I wonder what spot this franchise would be in if ChatGPT were around and put in charge in 2017, I'm guessing we probably have at least one playoff round win.
I was saying this when Blake quit, the most important thing for this organization is leaving the 1990's and coming to the 2020's when it comes to how they draft, develop and deploy young players.
But I'm guessing that is going to be an issue for the next GM who replaces Holland. Holland sure seems like a win-now guy, and youth and development be damned. I think it's very unlikely that any of the players that Holland does draft end up playing for the Kings with him as GM.
The one difference we may see immediately though is Greentree. Holland had Larkin on the Wings as a 19 year old, and he contributed on a playoff team. I didn't think Greentree had a prayer to make the team under the Blake, Emerson, Murray paying the dues, learn the system ideology. With that possibly gone, maybe Holland wants to have a high skill guy on an ELC for the 3rd or 4th line.
Whatever the Kings would have traded for Eichel, it would have been worth it.
I've heard Byfield and Clarke
I've heard Vilardi, Turcotte, Kupari and Clarke
I've heard Kempe+
Name as many players/prospects as you want, but no realistic trade would have been bad for the Kings.
If you add Jack Eichel to this team, and remove him from Vegas it's very likely that the discussions around these parts are quite a bit different. A young star 1C in place makes building the rest of the roster a hell of a lot easier, just ask Dean Lombardi.
When the Kings won in 2012 they fixed their secondary scoring issues both years, and since you had a star 1C, 1D and 1G it made it where you were a single move both years.
The Kings are the opposite now, it's a huge collection of secondary scorers and solid players without any star players. The Kings are a star 1C away, but it's way harder (impossible most offseasons) to trade for a star 1C than it is for a goal-scoring winger like Gaborik or Carter.
Blake letting most of the 2019 draft turn to dust without recouping either draft capital or a veteran when they wanted to contend was right up there with his worst decisions as GM. This notion some push here that you can't trade prospects that quickly is not true, it has happened plenty of times before. I would have traded Turcotte for the best offer (best veteran or 2020 1st) and you just can't let Bjornfot and Kaliyev both end up on waivers, Bjornfot should have been unloaded when they deemed he wasn't good enough to beat out Edler.
I think our fanbase was a bit unrealistic when it comes to the fall-off older players have, because we didn't see much of it with Kopitar.
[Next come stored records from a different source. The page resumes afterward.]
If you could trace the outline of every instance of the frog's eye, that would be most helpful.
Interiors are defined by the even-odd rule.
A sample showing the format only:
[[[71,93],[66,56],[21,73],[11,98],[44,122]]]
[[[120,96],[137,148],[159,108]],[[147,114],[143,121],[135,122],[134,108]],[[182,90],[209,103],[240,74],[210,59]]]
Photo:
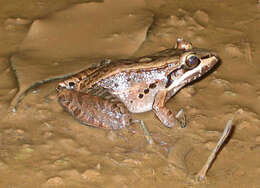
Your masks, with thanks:
[[[75,83],[74,82],[69,82],[69,86],[73,87],[73,86],[75,86]]]
[[[185,66],[188,69],[192,69],[200,64],[200,59],[195,54],[187,55],[185,59]]]
[[[69,89],[74,89],[76,85],[75,82],[69,82],[68,84],[69,84]]]

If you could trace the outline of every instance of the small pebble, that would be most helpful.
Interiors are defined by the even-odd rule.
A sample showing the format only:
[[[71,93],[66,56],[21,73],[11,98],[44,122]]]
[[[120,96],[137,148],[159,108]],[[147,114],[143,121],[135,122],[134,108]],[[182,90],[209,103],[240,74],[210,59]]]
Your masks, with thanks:
[[[17,132],[18,134],[20,134],[20,135],[24,134],[24,130],[22,130],[22,129],[16,129],[16,132]]]
[[[96,182],[100,180],[100,175],[97,170],[88,169],[81,174],[81,177],[87,181]]]
[[[197,10],[193,17],[195,18],[196,21],[198,21],[200,24],[206,25],[209,22],[209,15],[202,11],[202,10]]]
[[[225,91],[224,94],[227,95],[227,96],[230,96],[230,97],[237,96],[237,94],[235,92],[232,92],[232,91]]]
[[[60,63],[56,61],[56,62],[54,62],[52,65],[53,65],[53,66],[58,66],[58,65],[60,65]]]
[[[113,33],[112,36],[115,37],[115,38],[117,38],[117,37],[120,36],[120,34],[119,34],[119,33]]]
[[[64,181],[61,177],[53,177],[47,180],[45,183],[47,186],[62,186]]]
[[[125,159],[125,160],[123,160],[123,163],[127,163],[129,165],[134,165],[134,166],[137,166],[137,165],[139,166],[142,164],[141,161],[135,160],[135,159]]]
[[[54,166],[56,167],[68,167],[69,166],[69,160],[67,158],[62,158],[54,161]]]
[[[101,164],[100,164],[100,163],[97,164],[96,169],[97,169],[97,170],[100,170],[100,169],[101,169]]]

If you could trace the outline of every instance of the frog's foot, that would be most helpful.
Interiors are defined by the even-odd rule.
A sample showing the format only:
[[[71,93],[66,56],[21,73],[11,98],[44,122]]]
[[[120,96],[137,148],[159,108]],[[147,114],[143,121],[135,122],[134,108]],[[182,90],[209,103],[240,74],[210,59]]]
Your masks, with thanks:
[[[154,112],[166,127],[177,125],[183,128],[186,126],[185,119],[176,119],[172,111],[166,107],[154,107]]]
[[[98,96],[75,90],[61,89],[60,104],[82,124],[106,129],[120,129],[132,123],[130,112],[120,102],[111,102]]]
[[[176,114],[175,118],[179,121],[181,128],[186,127],[186,116],[183,109],[180,109],[179,112]]]
[[[183,110],[174,116],[172,111],[165,106],[166,94],[167,90],[162,90],[157,93],[153,104],[153,111],[166,127],[173,127],[175,125],[185,127],[186,122]]]

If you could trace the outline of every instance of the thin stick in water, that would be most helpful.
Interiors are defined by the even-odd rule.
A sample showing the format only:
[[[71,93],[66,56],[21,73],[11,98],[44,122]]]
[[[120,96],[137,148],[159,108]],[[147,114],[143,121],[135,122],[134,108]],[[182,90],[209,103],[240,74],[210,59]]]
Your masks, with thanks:
[[[140,123],[141,128],[144,130],[144,137],[146,138],[147,142],[149,144],[153,144],[154,143],[153,138],[152,138],[151,134],[149,133],[149,131],[147,130],[144,122],[142,120],[134,120],[133,122]]]
[[[228,120],[228,122],[226,124],[226,128],[224,129],[223,134],[222,134],[221,138],[219,139],[216,147],[211,152],[210,156],[208,157],[207,162],[204,164],[204,166],[202,167],[200,172],[196,175],[197,181],[202,181],[206,177],[207,171],[208,171],[209,167],[212,165],[213,160],[215,159],[219,149],[221,148],[224,141],[230,134],[230,131],[232,129],[232,121],[233,121],[233,119]]]

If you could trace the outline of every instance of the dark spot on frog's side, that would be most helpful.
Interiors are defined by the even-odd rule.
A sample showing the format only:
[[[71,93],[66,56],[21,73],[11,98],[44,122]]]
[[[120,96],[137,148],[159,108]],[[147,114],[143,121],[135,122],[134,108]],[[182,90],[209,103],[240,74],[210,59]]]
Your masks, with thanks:
[[[149,88],[150,88],[150,89],[156,88],[156,84],[155,84],[155,83],[150,84],[150,85],[149,85]]]
[[[141,98],[144,97],[144,95],[143,95],[142,93],[140,93],[140,94],[138,95],[138,97],[141,99]]]
[[[147,94],[147,93],[149,93],[149,89],[148,88],[144,90],[144,94]]]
And on the flip side due to the slow-cook and the comments by members of the organization, we also sometimes fail to realize how quickly an asset depreciates. Players 20-22 that our fans are calling kids and that the management is slow-cooking into oblivion are making things happen all over the league.
This is not some kind of gotcha that you think it is.
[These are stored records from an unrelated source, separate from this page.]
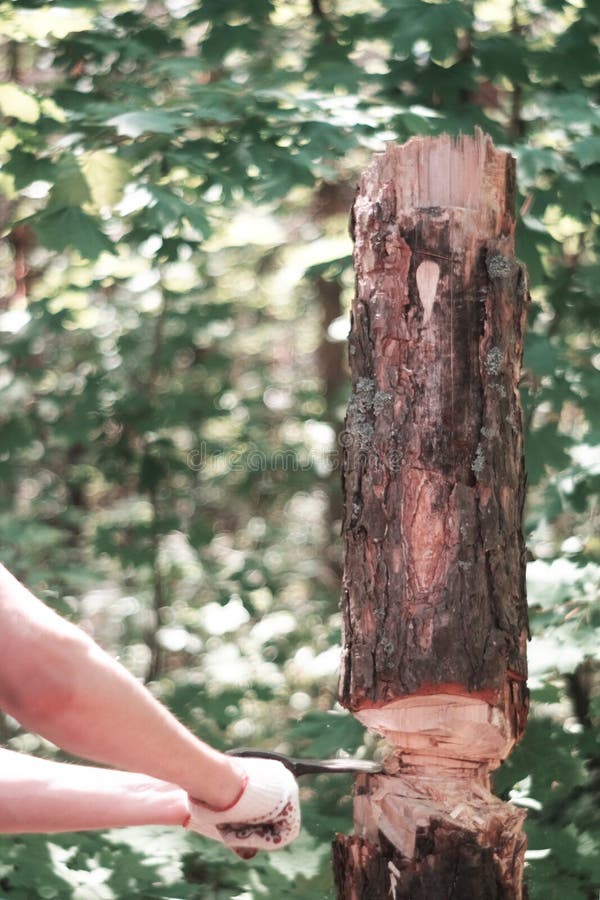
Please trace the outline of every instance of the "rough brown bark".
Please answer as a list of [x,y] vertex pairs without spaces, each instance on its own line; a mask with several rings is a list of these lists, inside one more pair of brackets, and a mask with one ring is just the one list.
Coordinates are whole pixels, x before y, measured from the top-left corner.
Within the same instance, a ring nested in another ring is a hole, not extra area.
[[513,203],[477,132],[390,145],[353,207],[340,699],[395,755],[338,838],[347,900],[522,896],[522,816],[487,790],[527,714]]

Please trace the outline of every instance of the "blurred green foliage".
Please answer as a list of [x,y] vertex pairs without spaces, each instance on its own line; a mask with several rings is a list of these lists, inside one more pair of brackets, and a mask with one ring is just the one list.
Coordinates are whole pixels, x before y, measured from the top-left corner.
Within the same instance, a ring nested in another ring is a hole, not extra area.
[[[534,703],[497,788],[529,811],[533,900],[600,888],[599,24],[586,0],[0,2],[3,559],[219,747],[377,752],[335,704],[353,186],[412,134],[517,157]],[[333,897],[350,790],[306,779],[301,838],[251,864],[164,829],[3,838],[0,896]]]

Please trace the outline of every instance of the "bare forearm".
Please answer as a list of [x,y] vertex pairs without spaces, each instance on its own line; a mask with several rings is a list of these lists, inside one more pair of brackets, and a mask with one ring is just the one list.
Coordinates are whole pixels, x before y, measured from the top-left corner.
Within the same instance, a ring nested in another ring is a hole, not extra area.
[[25,727],[86,759],[178,784],[212,806],[241,774],[123,666],[0,565],[0,702]]
[[235,798],[241,785],[230,761],[198,740],[119,663],[92,645],[84,671],[71,701],[46,723],[50,740],[86,759],[178,784],[209,804]]
[[0,832],[183,825],[185,791],[135,772],[36,759],[0,750]]

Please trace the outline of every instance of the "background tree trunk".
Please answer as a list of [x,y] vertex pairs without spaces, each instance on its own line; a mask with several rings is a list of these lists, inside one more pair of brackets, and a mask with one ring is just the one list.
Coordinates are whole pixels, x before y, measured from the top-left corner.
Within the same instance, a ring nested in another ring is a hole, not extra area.
[[513,204],[481,132],[390,145],[354,203],[340,699],[394,752],[336,840],[345,900],[523,896],[489,793],[528,705]]

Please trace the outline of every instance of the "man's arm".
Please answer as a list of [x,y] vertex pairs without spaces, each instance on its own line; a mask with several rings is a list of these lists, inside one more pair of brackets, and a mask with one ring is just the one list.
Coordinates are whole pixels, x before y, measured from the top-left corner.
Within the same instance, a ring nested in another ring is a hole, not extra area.
[[0,833],[184,825],[184,790],[147,775],[0,750]]
[[65,750],[176,784],[223,809],[234,760],[198,740],[120,663],[0,565],[0,707]]

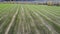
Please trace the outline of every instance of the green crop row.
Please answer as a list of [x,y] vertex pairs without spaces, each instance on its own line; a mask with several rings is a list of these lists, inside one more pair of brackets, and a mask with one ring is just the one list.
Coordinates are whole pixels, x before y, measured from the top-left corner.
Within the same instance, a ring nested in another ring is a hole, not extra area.
[[60,6],[0,4],[0,34],[60,34]]

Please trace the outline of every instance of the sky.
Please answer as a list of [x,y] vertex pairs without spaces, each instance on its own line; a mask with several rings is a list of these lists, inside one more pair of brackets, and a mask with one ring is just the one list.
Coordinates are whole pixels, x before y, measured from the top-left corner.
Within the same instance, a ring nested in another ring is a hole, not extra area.
[[[3,1],[3,0],[0,0],[0,1]],[[9,1],[9,0],[7,0]],[[45,1],[45,0],[17,0],[17,1]]]
[[[4,1],[4,0],[0,0],[0,1]],[[5,0],[5,1],[9,1],[9,0]],[[60,0],[16,0],[16,1],[60,1]]]

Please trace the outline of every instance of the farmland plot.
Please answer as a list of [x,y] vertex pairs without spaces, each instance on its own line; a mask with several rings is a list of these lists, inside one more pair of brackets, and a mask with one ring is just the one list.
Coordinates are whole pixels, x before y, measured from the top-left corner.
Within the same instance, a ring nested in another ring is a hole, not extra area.
[[60,34],[60,6],[1,4],[0,34]]

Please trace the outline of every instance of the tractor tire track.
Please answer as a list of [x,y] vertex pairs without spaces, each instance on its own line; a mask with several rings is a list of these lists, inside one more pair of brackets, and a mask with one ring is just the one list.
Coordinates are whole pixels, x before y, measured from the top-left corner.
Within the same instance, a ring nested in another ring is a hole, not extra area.
[[17,8],[16,13],[13,15],[12,20],[11,20],[10,24],[8,25],[8,28],[7,28],[6,31],[5,31],[5,34],[8,34],[8,32],[9,32],[9,30],[10,30],[12,24],[13,24],[14,21],[15,21],[15,18],[16,18],[16,15],[17,15],[17,14],[18,14],[18,8]]

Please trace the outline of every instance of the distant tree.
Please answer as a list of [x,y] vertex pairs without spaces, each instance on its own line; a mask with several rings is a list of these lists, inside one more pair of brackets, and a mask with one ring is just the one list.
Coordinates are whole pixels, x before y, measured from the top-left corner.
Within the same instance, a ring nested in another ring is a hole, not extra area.
[[10,1],[10,0],[4,0],[4,1]]
[[52,1],[48,1],[47,2],[47,5],[52,6],[53,5],[53,2]]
Eichel was put on the block in the Fall of 2021, that was after the Kings had already committed to ending their rebuild and trying to contend, which happened in July 2021.
I think
@Sol views are probably the same as mine, I would have preferred to keep the rebuild through the 2023 draft. That should have been option #1, that is what the AI would have said if you asked it at the best way to get back to true contending.
But once you commit to trying to win with older players and you have a bunch of prospects that you plan on slow-cooking, you should just trade them for the 25 year old star 1C.